In response to large profits posted by BP and Shell, the UK government is considering a so-called “windfall” tax on oil and gas companies. The aim of this measure is to redistribute, to consumers, the proceeds from those profits so as to ease the burden of the spiralling retail cost of fuel and heating.
In a free market, a sudden rise in price in response to an influx of demand – usually due to an equally sudden change in circumstances, such as a natural disaster – can, indeed, furnish handsome profits to companies which happened to purchase their inputs while prices were still low. Ordinarily, this would serve as a signal to entrepreneurs that there is a grave shortage of capacity in that particular industry, relative to the height of demand. Such entrepreneurs would then rush to expand their investment in the industry, increasing production of the heavily demanded commodity so that its price could be brought down again. Indeed, it is likely that the initial, extraordinary profits – rather than being distributed to shareholders to be spent on mansions and yachts – will be the first source of that fresh investment.
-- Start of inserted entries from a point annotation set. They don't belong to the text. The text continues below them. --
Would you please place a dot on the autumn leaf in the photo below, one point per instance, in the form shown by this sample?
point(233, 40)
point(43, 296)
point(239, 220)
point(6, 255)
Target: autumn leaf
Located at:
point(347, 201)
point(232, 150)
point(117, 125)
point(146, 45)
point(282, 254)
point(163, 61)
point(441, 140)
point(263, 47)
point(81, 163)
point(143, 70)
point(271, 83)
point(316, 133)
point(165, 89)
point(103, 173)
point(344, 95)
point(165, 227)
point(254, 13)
Such profits are, therefore, of a benefit to the consumer, but it is also worth noting that they are just as temporary as high, consumer prices. Increased investment in the industry will have the effect of raising the cost of inputs while lowering that of outputs, shrinking profits back to relatively “normal” levels.
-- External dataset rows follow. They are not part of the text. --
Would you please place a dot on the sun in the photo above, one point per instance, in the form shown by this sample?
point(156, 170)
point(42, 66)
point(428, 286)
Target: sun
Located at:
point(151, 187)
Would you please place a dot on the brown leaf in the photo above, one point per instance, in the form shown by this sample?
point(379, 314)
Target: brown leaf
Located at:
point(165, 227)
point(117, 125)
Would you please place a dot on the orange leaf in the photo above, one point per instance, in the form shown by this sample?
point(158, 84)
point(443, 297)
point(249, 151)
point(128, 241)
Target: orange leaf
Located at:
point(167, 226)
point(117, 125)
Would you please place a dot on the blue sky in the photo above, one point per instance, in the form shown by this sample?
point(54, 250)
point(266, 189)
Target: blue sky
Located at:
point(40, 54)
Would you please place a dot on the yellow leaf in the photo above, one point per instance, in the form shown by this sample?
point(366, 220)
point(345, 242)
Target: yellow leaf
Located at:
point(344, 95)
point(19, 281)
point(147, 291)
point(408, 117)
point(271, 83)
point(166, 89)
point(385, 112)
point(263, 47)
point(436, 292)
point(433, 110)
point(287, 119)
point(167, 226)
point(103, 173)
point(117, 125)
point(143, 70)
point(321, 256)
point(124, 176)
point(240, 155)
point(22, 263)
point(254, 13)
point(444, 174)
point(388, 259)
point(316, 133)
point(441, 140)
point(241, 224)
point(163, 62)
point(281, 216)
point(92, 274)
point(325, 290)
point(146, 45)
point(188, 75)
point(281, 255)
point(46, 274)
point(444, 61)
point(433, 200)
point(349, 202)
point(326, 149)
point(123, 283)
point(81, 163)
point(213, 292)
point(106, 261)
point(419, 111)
A windfall tax, however, would completely destroy this important incentive mechanism. By robbing the companies of those profits, the opposite signal is sent to entrepreneurs and investors: stay away from this industry or your returns will be confiscated! With no fresh investment forthcoming, that industry then struggles to cope with meeting the increased demand through its existing capacity, the only consequence of which can be scarcity and permanently high prices. The proceeds of the tax itself can, at best, provide only temporary relief - and that is assuming that the government doesn’t find some way of wasting the money completely.
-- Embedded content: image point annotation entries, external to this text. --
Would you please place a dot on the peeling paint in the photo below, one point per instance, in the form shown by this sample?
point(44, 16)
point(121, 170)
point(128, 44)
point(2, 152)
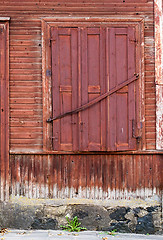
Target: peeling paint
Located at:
point(159, 72)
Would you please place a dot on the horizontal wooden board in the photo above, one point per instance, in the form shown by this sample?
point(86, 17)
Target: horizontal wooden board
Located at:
point(99, 177)
point(26, 51)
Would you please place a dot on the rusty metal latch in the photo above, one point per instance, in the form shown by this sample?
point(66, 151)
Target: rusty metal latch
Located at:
point(96, 100)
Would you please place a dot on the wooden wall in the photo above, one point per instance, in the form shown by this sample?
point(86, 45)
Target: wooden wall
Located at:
point(100, 177)
point(26, 133)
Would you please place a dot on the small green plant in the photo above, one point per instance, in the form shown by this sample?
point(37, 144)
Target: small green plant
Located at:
point(73, 225)
point(113, 232)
Further, in the case of oil and gas, the reason why large profits cannot be used to expand capacity as efficiently as they otherwise could be is because of green-centric government policies that make it difficult to do so. In fact, for the past generation or so, the strategy of governments towards so-called “climate change” has generally consisted of running down the existing fossil fuel infrastructure while throwing subsidies at inferior alternatives such as wind farms. We are now feeling the squeeze as the dilapidated capacity that remains is struggling to cope.
Another destructive mechanism that governments often resort to in these situations is price fixing, although price ceilings are normally applied directly to consumer goods rather than to capital goods. The initial effect here is to stop any kind of extraordinary profits from being made in the first place. The long term consequence, however, will be the same: desperately needed investment in a vital industry stays away.
The only solution to the rising cost of energy is to get governments out of the business of energy entirely, so that companies are able to deploy resources freely to where they are most demanded. In tandem, governments will need to cease all of their activities which are causing the inflationary pressure in the first place, namely: the incessant printing of money, and their geopolitical adventurism that has wrecked supply chains still reeling from the insane COVID lockdowns.